Sunny, I am your opposite. . .a "western" woman who has lived for chunks of time in the "east." Believe me when I write that the appalling stereotypes of women run both directions. It's tiring, very tiring. All of us deserve better.
Sunny Singh says:
I am sure ....
Dear Ellen,
I am sure that the stereotypes work both ways. Its what Hanif Kureishi and many others have termed "mirroring." On the other hand, I have to say that given the power balance in favour of Euro-American women, while stereotypes exist, the lived consequences are quite different.
I had a huge battle with myself as regard feminism because my time as a nonwhite woman at a US university convinced me that feminists were actually more racist simply because their self-righteousness ensured they never acknoweldged their racism. Took a long time and personal conviction to move beyond it - and have to still say that I am more leery of "Democrats", liberals, feminists and so forth simply because their prejudice is better hidden (and more socially acceptable) than the right wing nuts.
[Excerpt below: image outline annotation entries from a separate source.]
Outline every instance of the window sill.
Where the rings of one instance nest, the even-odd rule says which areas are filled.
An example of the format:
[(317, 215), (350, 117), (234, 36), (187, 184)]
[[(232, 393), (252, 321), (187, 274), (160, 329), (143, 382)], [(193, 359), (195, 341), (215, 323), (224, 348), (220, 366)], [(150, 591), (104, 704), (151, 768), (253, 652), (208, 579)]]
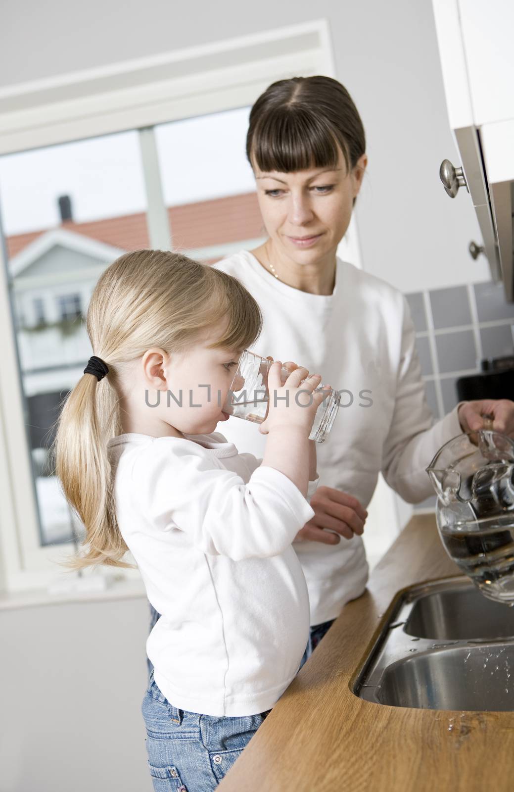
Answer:
[[(75, 578), (75, 581), (85, 580)], [(63, 605), (68, 603), (105, 602), (113, 600), (128, 600), (146, 597), (147, 593), (143, 581), (126, 577), (111, 577), (105, 578), (105, 585), (102, 588), (81, 588), (70, 584), (66, 590), (49, 590), (48, 588), (32, 589), (30, 591), (0, 592), (0, 611), (13, 610), (18, 607), (34, 607), (40, 605)]]

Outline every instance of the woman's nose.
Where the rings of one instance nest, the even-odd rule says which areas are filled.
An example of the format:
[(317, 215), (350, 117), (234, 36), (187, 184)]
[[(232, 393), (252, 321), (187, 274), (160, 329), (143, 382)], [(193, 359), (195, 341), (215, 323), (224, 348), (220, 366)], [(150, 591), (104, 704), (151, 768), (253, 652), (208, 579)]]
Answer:
[(309, 199), (303, 196), (295, 196), (291, 202), (289, 222), (291, 225), (303, 226), (310, 223), (314, 217)]

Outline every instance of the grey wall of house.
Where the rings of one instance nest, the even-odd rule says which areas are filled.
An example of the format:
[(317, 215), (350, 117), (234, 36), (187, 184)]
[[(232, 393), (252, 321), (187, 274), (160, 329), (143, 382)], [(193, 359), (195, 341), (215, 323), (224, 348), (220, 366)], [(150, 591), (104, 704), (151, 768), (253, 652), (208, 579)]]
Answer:
[[(357, 204), (364, 268), (405, 291), (488, 279), (469, 196), (439, 181), (458, 159), (448, 127), (431, 0), (26, 0), (2, 9), (0, 86), (52, 77), (326, 17), (337, 76), (367, 135), (369, 172)], [(459, 164), (459, 163), (456, 163)]]
[(146, 598), (0, 611), (2, 792), (150, 792)]

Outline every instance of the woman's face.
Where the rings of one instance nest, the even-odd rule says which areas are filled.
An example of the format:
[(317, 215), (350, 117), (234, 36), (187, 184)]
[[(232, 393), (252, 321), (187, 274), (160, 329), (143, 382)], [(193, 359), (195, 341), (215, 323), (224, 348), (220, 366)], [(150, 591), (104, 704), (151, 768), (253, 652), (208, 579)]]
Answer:
[(274, 252), (300, 265), (335, 255), (367, 164), (363, 154), (348, 173), (340, 150), (335, 169), (265, 173), (255, 166), (259, 206)]

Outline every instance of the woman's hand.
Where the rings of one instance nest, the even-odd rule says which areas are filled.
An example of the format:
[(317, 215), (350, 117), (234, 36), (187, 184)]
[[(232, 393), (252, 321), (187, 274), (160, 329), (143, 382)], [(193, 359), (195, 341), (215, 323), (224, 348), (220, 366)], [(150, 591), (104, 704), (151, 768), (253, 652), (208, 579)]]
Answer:
[[(356, 497), (333, 487), (320, 486), (310, 498), (310, 505), (314, 516), (299, 531), (295, 539), (338, 544), (341, 536), (351, 539), (354, 534), (360, 536), (364, 533), (367, 512)], [(335, 531), (337, 534), (324, 531), (324, 528)]]
[(457, 414), (463, 432), (490, 428), (514, 437), (514, 402), (510, 399), (465, 402), (461, 404)]

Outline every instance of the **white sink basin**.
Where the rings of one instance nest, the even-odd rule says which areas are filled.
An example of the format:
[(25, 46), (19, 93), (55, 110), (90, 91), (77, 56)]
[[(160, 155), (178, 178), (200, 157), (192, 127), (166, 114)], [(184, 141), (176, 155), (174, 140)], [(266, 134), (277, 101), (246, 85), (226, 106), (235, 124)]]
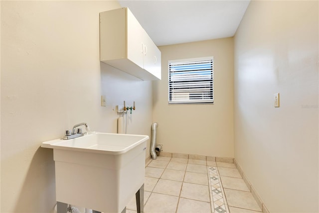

One example would be the Salon.com review of the book where Laura Miller comes off as "feminist" but also deeply racist against Asian women, dismissing us and our experiences completely. I would love to say its an aberration, but unfortunately it is all too common.
Best
Sunny Singh
www.sunnysingh.net
Ellen R. Sheeley says:
Sunny, your experience at
Sunny, your experience at the university is very similar to a tough life lesson I've had to learn. And that is that women can be their own worst enemies.
Believe me, I hate writing that. But that is what I've learned from my work on dishonor killings. Just as the women of the victims' families are too often part of the conspiracy, the uber-liberal, multi-culti lot in the West sometimes makes it worse for the victims and the at-risk girls and women by losing sight of the fact that basic human rights should, by all reason, trump open mindedness when it comes to these crimes. It's as though some people have become so open minded their brains have fallen out. And, as you astutely point out, it's all bathed and cloaked in indignant self righteousness, so it can be harder to catch and successfully counter without being accused of being intolerant. . .or worse.
And I would agree with you about the power imbalance. I am well aware that there are circumstances and times when I can make my European-ness work for me (though it feels lousy to do it). I've never been Asian, but I noticed in the Middle East, for example, certain Asian people are looked down upon for no reason other than their roots. It is very tough to be Bangladeshi, Indian, Filipino, Pakistani, or Sri Lankan there. One could hold the cure to cancer and the secret to longevity and still be viewed as somehow "less than" by the locals. It's very uncomfortable to witness that, and no doubt even worse to experience personally.
We humans have a long way to go before these matters are sorted out.